Bea dejó de sonreír.
– No puedo dejar de preocuparme por ti, querida. Sin marido, sin madre…
– Tengo mi bebé -Beth sabía que eso tenía que bastarle, porque nunca tendría una madre. Y en cuanto a un marido…
– Pero sin familia para…
Beth apoyó una mano en el brazo de Bea.
– Una amiga leal merece más la pena que diez mil parientes.
Bea se encogió de hombros.
– Entonces tienes veinte mil con Millie y conmigo, pero no dejas que te ayudemos.
Beth sonrió al oír aquello.
– ¿Qué quieres decir? Me ofrecisteis trabajo y un lugar en que vivir.
– Te pagamos el salario mínimo por ayudar a atender la panadería y llevar la contabilidad.
– Pero estoy adquiriendo una experiencia que me vendrá muy bien en el futuro -Beth dio otro sorbo a su café-. Y no olvides el desayuno.
– Pero te vamos a echar del apartamento.
Beth hizo un gesto despreocupado con la mano.
– Desde el principio me aclarasteis que la madre de Millie iba a vivir aquí.
– Si al menos… -Bea se interrumpió, movió la cabeza y un familiar y especulativo brillo iluminó sus ojos. Se volvió a mirar la foto del Daily Post que Beth había enmarcado y colgado entre la cuna y su cama-. Sí. Si al menos Michael Wentworth…
Beth sintió que el corazón se le subía a la garganta.

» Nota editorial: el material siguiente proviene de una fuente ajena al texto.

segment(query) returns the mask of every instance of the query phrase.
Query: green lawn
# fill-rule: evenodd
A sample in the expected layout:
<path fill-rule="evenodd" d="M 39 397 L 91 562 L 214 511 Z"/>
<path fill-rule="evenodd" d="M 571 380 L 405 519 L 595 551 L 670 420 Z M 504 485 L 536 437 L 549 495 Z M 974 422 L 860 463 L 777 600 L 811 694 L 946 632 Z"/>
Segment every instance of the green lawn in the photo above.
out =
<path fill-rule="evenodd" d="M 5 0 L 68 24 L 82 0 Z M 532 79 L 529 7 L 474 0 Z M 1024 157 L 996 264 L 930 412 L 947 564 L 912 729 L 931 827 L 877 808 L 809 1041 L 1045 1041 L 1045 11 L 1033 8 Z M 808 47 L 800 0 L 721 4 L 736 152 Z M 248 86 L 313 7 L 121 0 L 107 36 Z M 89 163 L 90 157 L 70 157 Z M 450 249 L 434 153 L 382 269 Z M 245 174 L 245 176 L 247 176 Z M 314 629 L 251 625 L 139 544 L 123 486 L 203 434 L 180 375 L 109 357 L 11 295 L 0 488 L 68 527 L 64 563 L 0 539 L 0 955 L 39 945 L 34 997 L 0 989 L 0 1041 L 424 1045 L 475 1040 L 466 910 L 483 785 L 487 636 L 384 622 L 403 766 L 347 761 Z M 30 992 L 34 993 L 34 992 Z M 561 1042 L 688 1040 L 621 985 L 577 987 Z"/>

– No empieces con eso ahora -advirtió a la otra mujer. Bea y Millie, dos encantadoras cotillas, inventaban historias donde no las había. Y por algún motivo, disfrutaban imaginando un romance entre Beth y Michael-. Ese pobre hombre sólo me estaba haciendo un favor.
Mientras que la foto y el artículo que la acompañaba había servido para proveer a Beth y al bebé de cajas y cajas de pañales, ropa para bebé y comida, sabía que lo único que había obtenido Michael de la publicidad había sido bochorno. La panadería de Bea y Millie atraía a gran parte de la población de Freemont Springs, y los clientes le habían transmitido sus felicitaciones, además de la noticia de que Michael Wentworth estaba desesperado por recuperar su reputación de soltero.